The company I am working for is looking into purchasing a UAS. We are a land development company with both a engineering and survey department. The survey department performs mostly large scale topographic surveys and ALTAs. I am wondering if any survey companies are using drones and if so are they worth the investment?
I have used one for a Public Works sand pit and it was perfect for the job. I would use one on probably 80% of my projects, if I had a computer operator to develop the plans. I am lucky enough to have a relative that is a distributor for the Leica drones. The pit was about 15 acres and I would have spent the better part of three days topo'ing it the "traditional way" with either gps or the total station. The field work was completed in a morning with the drone and I have two foot contours, tied to my control, as well as a 3_D Image.
Are you able to charge equivalent to the three days and not get scoffed at?
(Sarcasm on) I mean you was only there a few hours?
foggyidea, post: 395624, member: 155 wrote: The field work was completed in a morning with the drone and I have two foot contours, tied to my control, as well as a 3_D Image.
Don't take this as a challenge, but did you charge your client 1/3 of the cost of performing the task conventionally, or did you charge what the service is reasonably worth?
Adam, post: 395649, member: 8900 wrote: Are you able to charge equivalent to the three days and not get scoffed at?
(Sarcasm on) I mean you was only there a few hours?
I'm not sure with drones, but apply that logic to anything.... I do my work 2 times as fast now with a robot than I did before, AND I'm not paying another worker.
So do I charge less than half what I did before?

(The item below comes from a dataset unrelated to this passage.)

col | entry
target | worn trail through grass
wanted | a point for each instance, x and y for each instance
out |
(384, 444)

Heck no. The equipment is expensive, the product is the same or better, and I'm giving faster turn around times which they should be happy about. I should charge more for better service.
Surveyors are the only people in the world who will invest everything they have to reduce billable hours...
On a per project basis, sure does. However with a team of 5 Surveyors we decided against as we wouldn't have the workload to support it full time. It would sit collecting dust more often than not. Makes more sense to get someone else with one in to fly for us, then we reduce data in house.
We used one about 13 times this calendar year.
Equivocator, post: 403552, member: 6885 wrote: Makes more sense to get someone else with one in to fly for us, then we reduce data in house.
Or to be the one flying for everybody else in the area.
Yeah, that works too, for them.
Equivocator, post: 403559, member: 6885 wrote: Yeah, that works too, for them.
It's the same business model traditional photogrammetrists have been using for years.